Which loop is the right one for me?

Armin Ghassemi Rudd
Act of Intelligence Accretion
13 min readJul 28, 2020

--

When I listen to this part of “Just One Last Dance” by Sarah Connor where she sings: “Just one last dance, before we say goodbye when we sway and turn round and round and round, it’s like the first time”, it sounds like a loop to me! But probably while Sarah was recording this song back in 2003, she did not know that in a few years, there would be a data science platform named KNIME with various types of the loop that not for all of them it’s like the first time.

Loops in KNIME are handy tools that help us to handle different tasks. Repeating a process is the most simple and common usage of loops. But there are also more complicated tasks that can be dealt with loops in KNIME in addition to just repeating the same process.

KNIME has several nodes to perform different types of loop. Here we are going to introduce some of the most favorite loops in KNIME.

  • Counting Loop Start
  • Chunk Loop Start
  • Column List Loop Start
  • Generic Loop Start
  • Table Row to Variable Loop Start
  • Group Loop Start
  • Interval Loop Start
  • Recursive Loop Start

First of all, we should know that the loop construct in KNIME consists of a loop start node, the node(s) performing some operation(s) and the loop end node.

There are different loop start and loop end nodes. Some loop start nodes have their own specific loop end nodes, and some use general loop end nodes.

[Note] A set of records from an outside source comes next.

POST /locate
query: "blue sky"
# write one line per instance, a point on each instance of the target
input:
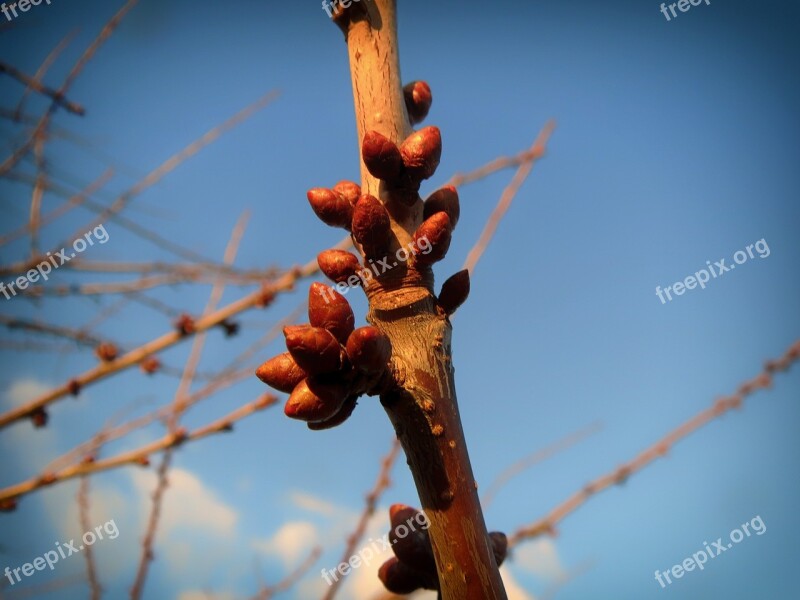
(676, 144)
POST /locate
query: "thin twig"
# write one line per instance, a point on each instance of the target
(371, 498)
(537, 457)
(660, 449)
(507, 197)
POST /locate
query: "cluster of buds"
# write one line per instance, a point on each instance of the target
(413, 566)
(329, 362)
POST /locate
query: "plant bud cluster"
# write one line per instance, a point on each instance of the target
(413, 566)
(329, 362)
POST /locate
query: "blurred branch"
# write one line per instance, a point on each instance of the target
(535, 458)
(382, 483)
(139, 456)
(37, 86)
(507, 196)
(660, 449)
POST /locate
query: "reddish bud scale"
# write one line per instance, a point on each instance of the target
(185, 325)
(150, 365)
(421, 153)
(106, 352)
(39, 418)
(454, 292)
(444, 199)
(340, 417)
(418, 98)
(314, 349)
(328, 309)
(499, 546)
(437, 232)
(371, 225)
(330, 207)
(399, 578)
(281, 372)
(338, 265)
(349, 190)
(368, 349)
(410, 541)
(381, 156)
(315, 400)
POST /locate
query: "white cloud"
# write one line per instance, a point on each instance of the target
(291, 543)
(540, 558)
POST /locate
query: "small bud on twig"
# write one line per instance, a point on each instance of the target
(281, 372)
(330, 207)
(39, 417)
(314, 349)
(328, 309)
(106, 352)
(418, 98)
(185, 325)
(315, 399)
(340, 417)
(369, 349)
(444, 199)
(454, 292)
(349, 190)
(150, 365)
(399, 578)
(338, 265)
(499, 546)
(437, 232)
(381, 156)
(421, 153)
(371, 225)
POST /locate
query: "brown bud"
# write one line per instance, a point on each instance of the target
(499, 546)
(314, 349)
(8, 504)
(409, 538)
(369, 349)
(339, 265)
(315, 399)
(340, 417)
(444, 199)
(332, 208)
(150, 365)
(185, 325)
(454, 292)
(349, 190)
(371, 225)
(39, 417)
(421, 153)
(399, 578)
(231, 328)
(328, 309)
(418, 97)
(74, 387)
(281, 372)
(432, 239)
(106, 351)
(381, 156)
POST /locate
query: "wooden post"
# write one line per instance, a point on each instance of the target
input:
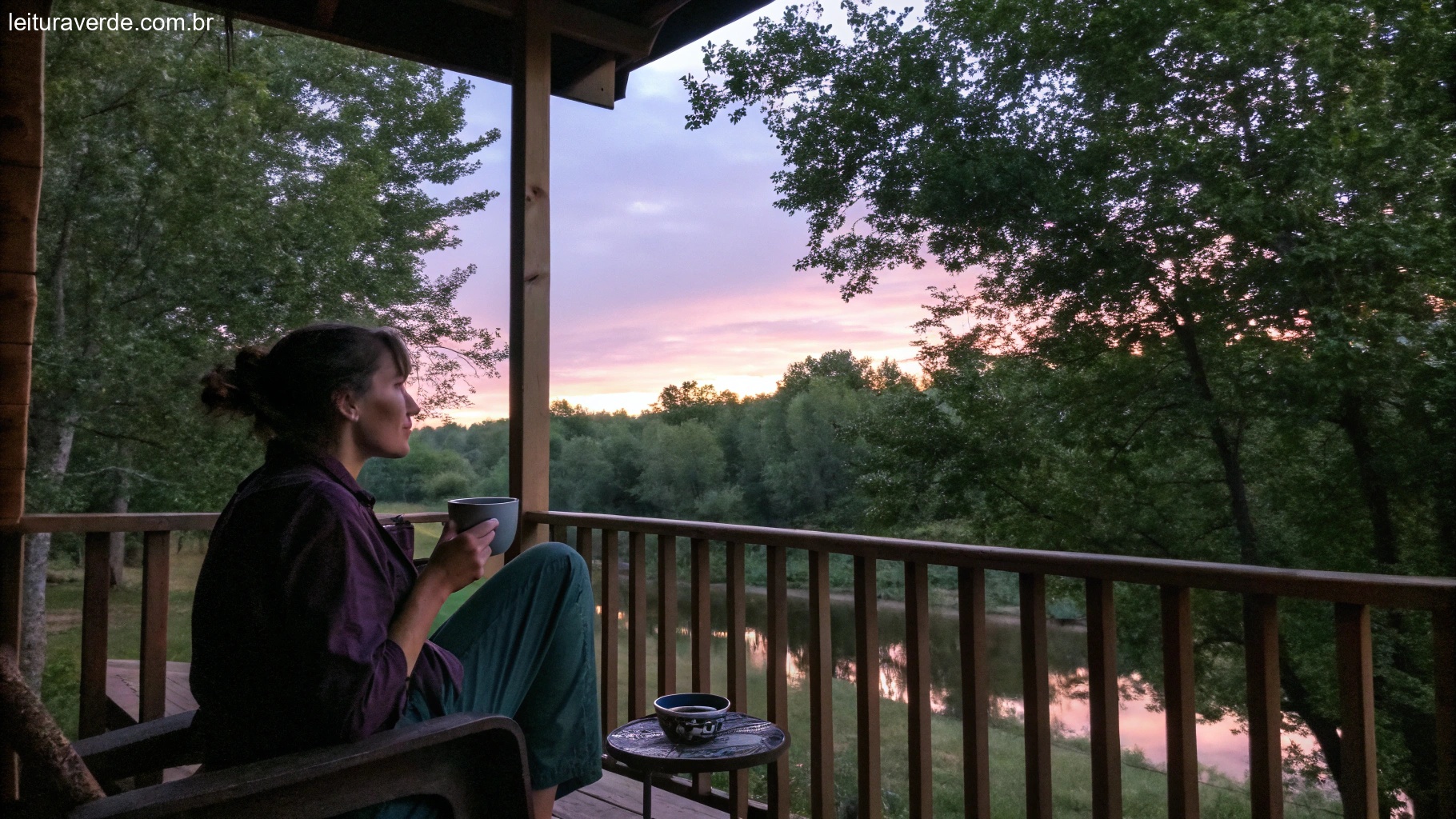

You can find most of these loops in “Node Repository” under “Workflow Control” / “Loop Support” category.

Let’s check them one by one:

This node does a simple task; It takes an input table and repeats the execution of the nodes within the loop construct for a defined number of times. This type of loop can be ended by a Loop End node (which concatenates the outputs), a Variable Condition Loop End node or a Loop End (Column Append) node (which joins the outputs). The latter loop end node may be used in more specific use cases when applying this type of loop.

As an example of Counting Loop Start node, we can review one of our previous posts about getting the content of a webpage in KNIME. In this example, we have used a Counting Loop Start to create a unique URL in each iteration and extract the content we need. The Loop End node is used to collect the output of each iteration and close the loop.

The configuration of the Counting Loop Start node is straightforward; You only have to set the number of loops.

This type of loop lets you loop over the table rows in chunks. In the first iteration, it picks the first n number of rows, operates them and then the next n number of rows and so on.

You can set

  1. The number of rows per chunk — then the number of chunks would be the total number of rows divided by the number you have set (remainder rows produce an additional chunk)
  2. The number of chunks — then the number of rows per chunk would be the total number of rows divided by the number you have set (rounded to the next integer).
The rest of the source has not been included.